Volvo, of course, is the inventor of the three-point safety belt, which it likes to talk about. Still, something I think about a lot is a time at the Volvo museum in Gothenburg, Sweden, when my guide — a very nice man of a certain age — said that his dad didn’t use the three-point belts because, in the years before they became retractable, they were mostly a nuisance. The lesson being, having safety tech is good and all but if it isn’t easy and intuitive — or, best, requiring the user to do nothing at all — then it might not be very effective.
Which is why I think that Volvo’s announcement Thursday that it would make lidar standard in its next XC90 is somewhat significant. If you read Volvo’s release too many times, it begins to sound like a re-worded version of a Tesla sales pitch, the difference is in Volvo’s track record, even if Volvo is a bit behind its own previously-stated goals. The other difference is with the use of lidar itself, which Elon Musk has mocked.

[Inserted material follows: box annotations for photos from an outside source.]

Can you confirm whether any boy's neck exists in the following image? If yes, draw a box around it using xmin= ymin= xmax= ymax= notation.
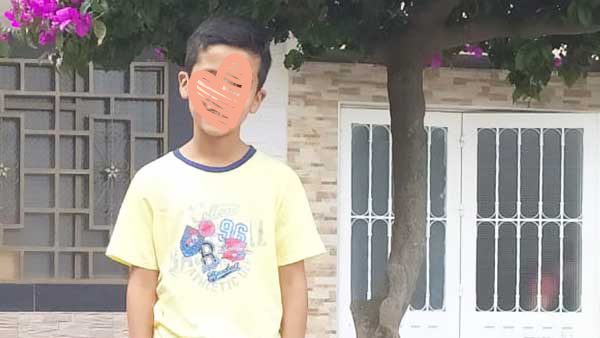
xmin=179 ymin=131 xmax=249 ymax=167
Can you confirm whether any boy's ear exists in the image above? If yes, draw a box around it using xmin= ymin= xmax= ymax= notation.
xmin=250 ymin=88 xmax=267 ymax=114
xmin=177 ymin=71 xmax=190 ymax=100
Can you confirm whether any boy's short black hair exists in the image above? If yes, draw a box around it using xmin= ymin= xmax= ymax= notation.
xmin=185 ymin=16 xmax=271 ymax=89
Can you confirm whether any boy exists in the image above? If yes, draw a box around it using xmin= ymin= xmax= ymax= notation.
xmin=106 ymin=17 xmax=324 ymax=338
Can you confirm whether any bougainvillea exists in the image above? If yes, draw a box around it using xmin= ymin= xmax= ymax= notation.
xmin=0 ymin=0 xmax=108 ymax=71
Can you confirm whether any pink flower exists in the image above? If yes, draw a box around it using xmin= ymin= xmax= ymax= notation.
xmin=431 ymin=53 xmax=443 ymax=68
xmin=554 ymin=58 xmax=562 ymax=68
xmin=75 ymin=13 xmax=92 ymax=38
xmin=52 ymin=7 xmax=79 ymax=31
xmin=39 ymin=29 xmax=56 ymax=46
xmin=52 ymin=7 xmax=92 ymax=38
xmin=4 ymin=9 xmax=21 ymax=28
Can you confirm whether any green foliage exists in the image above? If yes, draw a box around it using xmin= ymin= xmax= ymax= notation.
xmin=0 ymin=0 xmax=600 ymax=99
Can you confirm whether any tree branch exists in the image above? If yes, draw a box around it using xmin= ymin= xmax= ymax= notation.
xmin=440 ymin=17 xmax=600 ymax=49
xmin=410 ymin=0 xmax=462 ymax=27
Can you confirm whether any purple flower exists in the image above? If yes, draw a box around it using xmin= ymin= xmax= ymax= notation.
xmin=554 ymin=58 xmax=562 ymax=68
xmin=4 ymin=9 xmax=21 ymax=28
xmin=154 ymin=47 xmax=165 ymax=61
xmin=431 ymin=53 xmax=443 ymax=68
xmin=29 ymin=0 xmax=58 ymax=19
xmin=39 ymin=29 xmax=56 ymax=46
xmin=52 ymin=7 xmax=79 ymax=31
xmin=465 ymin=45 xmax=483 ymax=59
xmin=52 ymin=7 xmax=92 ymax=37
xmin=75 ymin=13 xmax=92 ymax=38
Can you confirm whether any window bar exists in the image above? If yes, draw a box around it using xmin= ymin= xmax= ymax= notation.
xmin=515 ymin=128 xmax=522 ymax=311
xmin=52 ymin=86 xmax=61 ymax=279
xmin=386 ymin=126 xmax=394 ymax=258
xmin=536 ymin=128 xmax=544 ymax=312
xmin=424 ymin=127 xmax=432 ymax=310
xmin=558 ymin=128 xmax=566 ymax=312
xmin=367 ymin=124 xmax=373 ymax=300
xmin=492 ymin=128 xmax=501 ymax=311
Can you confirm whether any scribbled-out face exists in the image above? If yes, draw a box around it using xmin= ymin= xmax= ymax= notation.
xmin=179 ymin=45 xmax=266 ymax=137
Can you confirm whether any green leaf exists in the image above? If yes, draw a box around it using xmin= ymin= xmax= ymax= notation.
xmin=94 ymin=20 xmax=106 ymax=46
xmin=0 ymin=42 xmax=10 ymax=58
xmin=577 ymin=4 xmax=593 ymax=26
xmin=515 ymin=48 xmax=527 ymax=70
xmin=79 ymin=0 xmax=94 ymax=14
xmin=283 ymin=49 xmax=304 ymax=70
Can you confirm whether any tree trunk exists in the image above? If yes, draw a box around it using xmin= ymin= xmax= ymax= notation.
xmin=351 ymin=57 xmax=427 ymax=338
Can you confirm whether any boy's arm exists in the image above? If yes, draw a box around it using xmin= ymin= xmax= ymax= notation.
xmin=279 ymin=261 xmax=308 ymax=338
xmin=127 ymin=266 xmax=158 ymax=338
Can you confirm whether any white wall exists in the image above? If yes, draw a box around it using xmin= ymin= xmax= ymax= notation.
xmin=242 ymin=43 xmax=289 ymax=161
xmin=0 ymin=0 xmax=10 ymax=27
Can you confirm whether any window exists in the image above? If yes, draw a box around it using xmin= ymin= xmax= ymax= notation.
xmin=477 ymin=128 xmax=583 ymax=312
xmin=351 ymin=124 xmax=447 ymax=311
xmin=0 ymin=59 xmax=168 ymax=283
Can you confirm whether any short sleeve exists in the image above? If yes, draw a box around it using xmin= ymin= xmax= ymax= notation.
xmin=106 ymin=170 xmax=158 ymax=270
xmin=276 ymin=169 xmax=325 ymax=266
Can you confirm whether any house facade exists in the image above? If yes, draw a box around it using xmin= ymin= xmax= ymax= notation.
xmin=0 ymin=40 xmax=600 ymax=338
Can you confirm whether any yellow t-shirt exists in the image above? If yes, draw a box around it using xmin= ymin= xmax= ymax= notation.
xmin=106 ymin=147 xmax=325 ymax=338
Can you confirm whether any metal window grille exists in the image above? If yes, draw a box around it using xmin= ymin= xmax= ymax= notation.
xmin=0 ymin=58 xmax=168 ymax=283
xmin=476 ymin=128 xmax=583 ymax=312
xmin=351 ymin=124 xmax=447 ymax=311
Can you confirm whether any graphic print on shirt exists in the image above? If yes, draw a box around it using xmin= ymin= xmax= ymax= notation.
xmin=169 ymin=204 xmax=265 ymax=291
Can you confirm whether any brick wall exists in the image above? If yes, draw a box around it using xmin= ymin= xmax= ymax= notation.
xmin=288 ymin=63 xmax=600 ymax=338
xmin=0 ymin=63 xmax=600 ymax=338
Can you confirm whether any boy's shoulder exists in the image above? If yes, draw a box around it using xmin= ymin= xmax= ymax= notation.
xmin=255 ymin=150 xmax=297 ymax=179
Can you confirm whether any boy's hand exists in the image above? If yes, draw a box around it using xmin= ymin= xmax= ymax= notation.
xmin=127 ymin=267 xmax=158 ymax=338
xmin=279 ymin=261 xmax=308 ymax=338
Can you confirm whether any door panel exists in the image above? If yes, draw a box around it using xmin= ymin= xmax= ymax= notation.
xmin=338 ymin=109 xmax=460 ymax=337
xmin=461 ymin=114 xmax=598 ymax=338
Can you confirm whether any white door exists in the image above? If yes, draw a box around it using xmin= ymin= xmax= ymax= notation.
xmin=461 ymin=113 xmax=600 ymax=338
xmin=338 ymin=108 xmax=461 ymax=338
xmin=338 ymin=107 xmax=600 ymax=338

The fully electric successor to Volvo Cars’ XC90, to be revealed in 2022, will come with state-of-the-art sensors, including LiDAR technology developed by Luminar and an autonomous driving computer powered by the NVIDIA DRIVE Orin™ system-on-a-chip, as standard.
By combining this state-of-the-art hardware with Volvo, Zenseact and Luminar software for the next generation of its well-established collision avoidance technology, Volvo Cars aims to reduce fatalities and accidents as a whole with this new safety package.

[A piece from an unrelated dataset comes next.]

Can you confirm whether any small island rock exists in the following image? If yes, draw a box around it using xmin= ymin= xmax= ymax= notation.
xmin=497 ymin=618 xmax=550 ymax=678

Once introduced, the technology is expected to mature over time, becoming more capable and allowing the car to assist and improve the capabilities of a human driver in safety critical situations. Whereas previous generations of technology largely relied on warning the driver for potential immediate threats, this new safety technology will over time increasingly intervene as needed to prevent collisions.
Volvo said that the lidar systems, along with software, will also enable Highway Pilot, which is basically Volvo’s answer to Tesla’s Full Self-Driving Capability, the difference there being (so far, because Volvo’s is not out yet) in the marketing (Tesla’s system is not full self-driving.)
And while I say “next XC90" it’s not clear whether all of this will happen on a new XC90 or an XC100 or both. Still, the next couple years is shaping up to be the most exciting time ever in the EV space, as legacy automakers go all-in and semi-autonomous features grow ever more sophisticated. Volvo will have to prove itself like everyone else.